28 June 2011

An employee brought a claim for breach of contract for failure to pay her salary for three months' notice period as she was given instead, an ex gratia payment equivalent.

Daniel Barnett’s Law Bulletin reports:

The Employment Appeal Tribunal (EAT) handed down its decision in Publicis Consultants v O'Farrell, which is authority for the proposition that the true construction of the meaning of the words used by an employer in a letter of dismissal in which it paid monies to an employee as an 'ex gratia payment', was a question of law.

An employee entitled to three months' notice was dismissed with four days notice. The letter of dismissal stated that she would receive an ex gratia payment equivalent to three months' salary.
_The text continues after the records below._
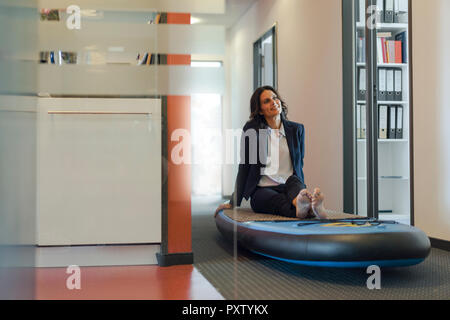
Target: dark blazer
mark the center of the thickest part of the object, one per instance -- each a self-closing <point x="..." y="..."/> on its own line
<point x="252" y="161"/>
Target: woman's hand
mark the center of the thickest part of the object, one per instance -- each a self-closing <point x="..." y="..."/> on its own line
<point x="223" y="206"/>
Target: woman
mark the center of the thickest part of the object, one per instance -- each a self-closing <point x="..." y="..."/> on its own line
<point x="273" y="188"/>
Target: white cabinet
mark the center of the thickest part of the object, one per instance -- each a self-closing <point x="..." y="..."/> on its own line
<point x="99" y="171"/>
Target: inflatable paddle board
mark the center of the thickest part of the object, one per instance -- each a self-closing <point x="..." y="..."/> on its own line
<point x="349" y="242"/>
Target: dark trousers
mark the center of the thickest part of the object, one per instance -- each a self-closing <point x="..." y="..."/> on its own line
<point x="278" y="199"/>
She brought a claim for breach of contract for failure to pay her salary for the three months' notice period. The employer argued that the ex gratia payment was actually made in respect of the notice pay. The tribunal found that the payment was truly ex gratia and that the employer was in breach of contract.

The EAT applied the principles in Investors Compensation Scheme Ltd v West Bromwich Building Society [1998] 1 WLR 896, to be utilised in the interpretation of documents, and found that the money was unambiguously advanced as an ex gratia payment. If the letter had been ambiguously worded, it would have been appropriate to construe its wording against the employer, as the party who drafted the letter.